Always Build Local Capacity
Let’s be honest. Expatriates are expensive, often temperamental, and almost always temporary. So for any project to have real staying power, it needs to be designed for handover to local staff from the beginning. But at the same time, its usually hard to find local staff that have a Western work culture. Which means that projects also need to be constantly training local staff, grooming internal candidates for advancement.
Gerry and Mike were both committed to transferring their knowledge and skills to their local staff, often hiring fresh graduates to train them in Western methodologies – especially software development. In fact, once trained, their local programmers were able to get more and better feedback when Gerry and Mark were not involved in requirements definition (so called “mzungu free meetings”), as local clinical staff were more honest and open about software issues with their countrymen than the expatriates.
Baobab Health is now almost entirely locally staffed, only the Country Director is an expatriate, and that’s more a function of her skills and leadership than a specific need for an expat.
Project Poverty is an Advantage
It may seem counter-intuitive, but being resource constrained can actually be beneficial to a project’s long term success. When there is little money to be spent on extravagance, the organization is very focused on delivering quality on time and on budget. And when low budgets are expected to continue, the project can be designed to have low maintenance costs, making sustainability easier to achieve.
For Baobab Health, its tiny budget kept it lean and focused. It only recently reached $200,000 a year, so everything – salaries to software – was cost-efficient. Baobab was able to reject opportunities for mission creep and helped it achieve acceptance by the Ministry of Health. Its seen as a real Malawian solution, not a donor-driven external organization.
Now that Baobab is looking at scaling up, and has a significantly increased budget, the challenge will be for it to keep that lean, focused organization.
While I suspect Gerry and Mike might want to qualify the last point, I’m intrigued… Is this the organizational equivalent of caloric restriction and longevity?? 🙂
An organization certainly needs funding for longevity, or sustainability in development-speak, and in general the more the better. But I think there is some kind of correlation between innovation and scarcity (and risk taking, and a lot else besides).

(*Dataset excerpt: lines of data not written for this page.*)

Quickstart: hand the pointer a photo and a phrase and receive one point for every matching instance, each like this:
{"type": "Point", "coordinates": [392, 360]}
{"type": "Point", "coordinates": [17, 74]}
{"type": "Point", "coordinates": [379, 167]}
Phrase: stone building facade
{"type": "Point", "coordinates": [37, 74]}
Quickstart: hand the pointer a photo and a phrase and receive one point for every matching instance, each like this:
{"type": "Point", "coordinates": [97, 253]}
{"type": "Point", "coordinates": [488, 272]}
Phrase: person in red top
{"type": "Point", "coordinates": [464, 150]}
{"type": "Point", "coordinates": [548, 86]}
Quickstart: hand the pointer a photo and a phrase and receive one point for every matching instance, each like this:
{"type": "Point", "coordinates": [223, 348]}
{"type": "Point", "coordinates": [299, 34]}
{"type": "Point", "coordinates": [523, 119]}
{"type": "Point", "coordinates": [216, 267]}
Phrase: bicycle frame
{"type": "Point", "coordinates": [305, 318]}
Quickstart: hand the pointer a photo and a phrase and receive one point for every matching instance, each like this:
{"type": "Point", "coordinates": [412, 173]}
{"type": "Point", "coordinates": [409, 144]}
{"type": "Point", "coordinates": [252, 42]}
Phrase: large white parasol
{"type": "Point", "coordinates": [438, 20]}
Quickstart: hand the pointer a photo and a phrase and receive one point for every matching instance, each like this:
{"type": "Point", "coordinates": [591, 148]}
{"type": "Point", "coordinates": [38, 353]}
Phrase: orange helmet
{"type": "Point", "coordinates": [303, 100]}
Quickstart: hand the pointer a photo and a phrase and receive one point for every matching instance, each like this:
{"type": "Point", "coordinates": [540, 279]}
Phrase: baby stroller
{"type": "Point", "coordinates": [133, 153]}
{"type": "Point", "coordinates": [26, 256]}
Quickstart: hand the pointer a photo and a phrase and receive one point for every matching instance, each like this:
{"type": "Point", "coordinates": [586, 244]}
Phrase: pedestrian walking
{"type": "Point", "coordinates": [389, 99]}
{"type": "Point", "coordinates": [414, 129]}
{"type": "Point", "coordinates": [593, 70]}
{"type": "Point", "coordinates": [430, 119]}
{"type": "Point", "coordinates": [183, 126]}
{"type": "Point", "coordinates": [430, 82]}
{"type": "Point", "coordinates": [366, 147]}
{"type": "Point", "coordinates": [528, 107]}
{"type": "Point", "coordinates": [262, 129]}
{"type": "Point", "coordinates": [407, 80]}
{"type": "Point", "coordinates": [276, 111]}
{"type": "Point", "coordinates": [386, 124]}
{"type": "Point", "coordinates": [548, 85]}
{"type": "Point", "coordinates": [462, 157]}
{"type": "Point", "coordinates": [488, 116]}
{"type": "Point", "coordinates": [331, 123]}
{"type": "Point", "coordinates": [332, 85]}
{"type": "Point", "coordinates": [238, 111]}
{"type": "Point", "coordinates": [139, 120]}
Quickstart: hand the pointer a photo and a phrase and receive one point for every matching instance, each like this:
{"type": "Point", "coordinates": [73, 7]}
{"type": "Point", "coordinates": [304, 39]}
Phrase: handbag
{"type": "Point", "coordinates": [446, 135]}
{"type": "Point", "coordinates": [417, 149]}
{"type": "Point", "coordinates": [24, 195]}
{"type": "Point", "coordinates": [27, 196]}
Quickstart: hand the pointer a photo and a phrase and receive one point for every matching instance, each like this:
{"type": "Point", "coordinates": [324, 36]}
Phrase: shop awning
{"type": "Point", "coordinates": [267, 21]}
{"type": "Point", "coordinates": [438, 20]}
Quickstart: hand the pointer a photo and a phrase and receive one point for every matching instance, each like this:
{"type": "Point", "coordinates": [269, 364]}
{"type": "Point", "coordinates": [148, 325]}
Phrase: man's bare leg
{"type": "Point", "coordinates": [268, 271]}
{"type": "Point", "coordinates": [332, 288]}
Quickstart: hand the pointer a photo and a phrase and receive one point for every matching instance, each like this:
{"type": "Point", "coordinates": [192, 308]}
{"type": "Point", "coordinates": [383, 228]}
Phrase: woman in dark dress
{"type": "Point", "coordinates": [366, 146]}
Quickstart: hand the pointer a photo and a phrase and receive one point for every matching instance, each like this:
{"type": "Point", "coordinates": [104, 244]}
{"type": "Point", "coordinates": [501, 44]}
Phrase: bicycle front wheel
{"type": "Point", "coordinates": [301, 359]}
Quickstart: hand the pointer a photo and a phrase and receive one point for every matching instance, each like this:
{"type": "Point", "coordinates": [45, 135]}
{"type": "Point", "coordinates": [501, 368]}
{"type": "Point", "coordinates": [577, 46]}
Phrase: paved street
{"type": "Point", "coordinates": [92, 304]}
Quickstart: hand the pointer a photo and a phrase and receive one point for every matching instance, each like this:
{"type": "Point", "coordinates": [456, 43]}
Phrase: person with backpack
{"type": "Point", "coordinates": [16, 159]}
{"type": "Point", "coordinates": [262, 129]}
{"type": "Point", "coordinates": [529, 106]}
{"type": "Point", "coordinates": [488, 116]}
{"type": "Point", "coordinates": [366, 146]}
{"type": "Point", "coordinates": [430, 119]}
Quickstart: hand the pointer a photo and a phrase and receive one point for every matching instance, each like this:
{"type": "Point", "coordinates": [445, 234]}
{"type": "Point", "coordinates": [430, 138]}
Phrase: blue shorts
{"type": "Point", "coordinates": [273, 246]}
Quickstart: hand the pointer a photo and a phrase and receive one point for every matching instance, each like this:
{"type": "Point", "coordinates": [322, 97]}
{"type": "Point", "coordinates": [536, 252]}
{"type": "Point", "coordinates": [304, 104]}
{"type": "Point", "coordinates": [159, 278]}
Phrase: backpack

Baobab began and ran for almost 10 years with very little funding. That forced us to be creative and come up with solutions for the healthcare crisis in Malawi with the tools that were within our reach. We trained local staff in how to solder circuit boards, we designed an inexpensive 30m tall steel tower to enable connectivity (using off the shelf wifi equipment and antennas). With more funding we probably would’ve bought more expensive, pre-built components and just paid the extortionary rates that local ISPs charge for VPNs.
But instead, we did it ourselves, and in the process built a large amount of technical capacity, and came up with some new ideas that really addressed healthcare in Malawi.
Instead of having “build local capacity” or “build communications infrastructure” on the deliverable list that some donor would pay us to do we were focused on improving patient care with the tools we had. Now, as we develop relationships with funders, we do have those things on a list of deliverables. Hopefully that won’t take away from the harder to measure concept of “patient care” or general innovation.
While I suspect Gerry and Mike might want to qualify the last point, I’m intrigued… Is this the organizational equivalent of caloric restriction and longevity??